Do restrict freedoms during this period so that the situations, when they happen, are entirely under your control. If your dog randomly starts showing protection instinct to people on walks (a common leash aggression issue), you need to be prepared to handle it both so you don’t over react and so the dog has a chance to react in a desirable way.
Identify triggers. Sometimes things are subtle, like how your dog’s eyes get wider even though everything else looks fine. It takes a long time to understand what your dog is doing just in terms of getting to know it, and even more so in dealing with a behavior you might not understand. Give yourself time to do this – it can take a while. And, in the meantime, do everything you can to avoid triggering things if you don’t know what’s causing it.

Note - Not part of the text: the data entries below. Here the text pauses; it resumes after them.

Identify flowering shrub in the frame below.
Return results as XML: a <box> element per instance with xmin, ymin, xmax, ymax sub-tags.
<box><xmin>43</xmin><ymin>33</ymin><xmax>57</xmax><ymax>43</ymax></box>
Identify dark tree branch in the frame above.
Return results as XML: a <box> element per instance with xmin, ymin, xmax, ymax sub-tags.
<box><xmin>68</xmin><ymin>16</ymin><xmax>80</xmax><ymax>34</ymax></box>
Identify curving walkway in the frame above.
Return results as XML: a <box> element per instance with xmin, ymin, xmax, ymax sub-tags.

Make a plan of attack. Your dog is reacting like that because of classic stimulus-response. “Threatening situation! I must react!” Your job is to teach your dog, calmly and lovingly that, no, you don’t have to react. If your dog is on leash on a walk, you are to turn the other direction and teach the dog to move out of the stressful space, rewarding with calm and loving praise when the dog relaxes. If your dog is defending your home, call your dog away from the fence or window and when they do, calmly reward him or her. Do not OVEREXCITE your dog by praising, offering awesome treats, or in anyway throwing a party for him or her in these reward situations – your dog is in a heightened emotional state and you want to teach them to feel calm in those situations.
It takes time, but helping your dog in this way can result in an appropriate guardian that you can trust. It will take less time if your dog is younger and you hit it right away, but you can still make mistakes well into adulthood and turn the situation around as long as you are:
Realistic with your expectations at each step.